How strict are you about ssh host key checking?

[cracauer@]

I recently made the switch to distribute ssh host keys to new machines before the first ssh connection is made.

I have been strict about not knowingly changing ssh host keys when machines get replaced for a long time. So that I never have to ignore a change warning on my own hosts. Of course some machines are under control of people who don't care. Preaching has limited success. I think I recently got a warning from github of all places.

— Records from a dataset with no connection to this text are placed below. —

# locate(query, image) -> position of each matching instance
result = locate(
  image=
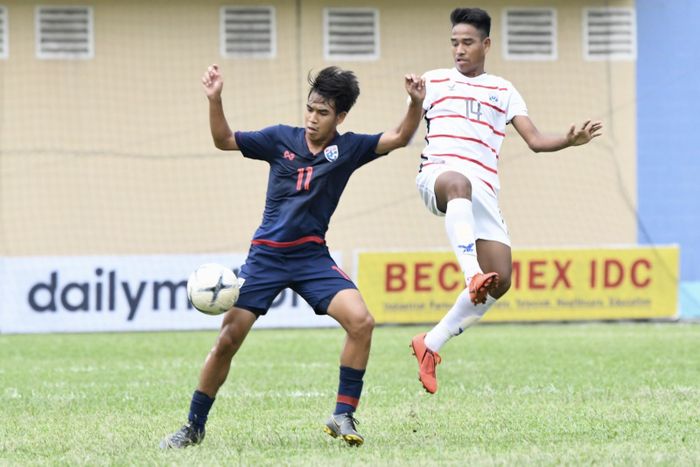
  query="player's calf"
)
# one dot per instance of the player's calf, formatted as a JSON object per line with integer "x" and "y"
{"x": 480, "y": 285}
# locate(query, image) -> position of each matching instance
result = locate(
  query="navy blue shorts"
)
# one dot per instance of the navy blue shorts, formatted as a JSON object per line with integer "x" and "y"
{"x": 308, "y": 269}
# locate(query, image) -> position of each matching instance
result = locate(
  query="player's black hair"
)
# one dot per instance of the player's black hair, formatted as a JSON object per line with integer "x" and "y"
{"x": 338, "y": 87}
{"x": 474, "y": 16}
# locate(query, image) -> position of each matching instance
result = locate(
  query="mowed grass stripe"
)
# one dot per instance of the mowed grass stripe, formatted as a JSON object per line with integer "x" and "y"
{"x": 509, "y": 394}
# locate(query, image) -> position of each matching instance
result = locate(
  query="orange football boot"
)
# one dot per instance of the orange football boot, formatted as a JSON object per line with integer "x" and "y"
{"x": 427, "y": 361}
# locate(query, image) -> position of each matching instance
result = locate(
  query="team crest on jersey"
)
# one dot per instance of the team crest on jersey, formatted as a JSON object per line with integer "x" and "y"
{"x": 331, "y": 153}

How about you? Don't tell me you've been there since 1996

 

[SirDice]

I'm fairly strict with them. I want to know why that host key changed. Because it often indicates a server has been replaced. Or something bad happened. The rule at $DAYJOB is that hostnames are never reused. Host keys should not, and do not, change. It typically means somebody messed up DNS again, because the 'old' hostname's IP did get reused for a new server. DNS at $DAYJOB is a mess, never let a couple of "Minesweeper Consultants & Solitaire Expert"s maintain DNS. Don't even get me started on repeatedly, and continuously, forgetting PTR records exists

Haven't found a good, proper solution for load-balancing git+ssh though. If you send it to two or more servers you're either constantly confronted with changing host signatures, or you have to put the same host keys on all hosts.

 

[gpw928]

I have always worked in more controlled environments. Generally, with automated host building, the host keys get generated, and installed, and become "known", very early in the process. Otherwise the deployment process (which generally relies on ssh) can hickup. For security reasons, they never change. The "automation system" is generally designed to deploy new hosts and retire old ones. Porting host keys to a "replacement" host would be quite unusual. You might do it to avoid disruptions on a failed host with special or unusual functions. e.g. our name servers co-habitated with time servers and were always physical because they were needed before the VM servers in a power-loss recovery. Changing their host keys would have been disruptive.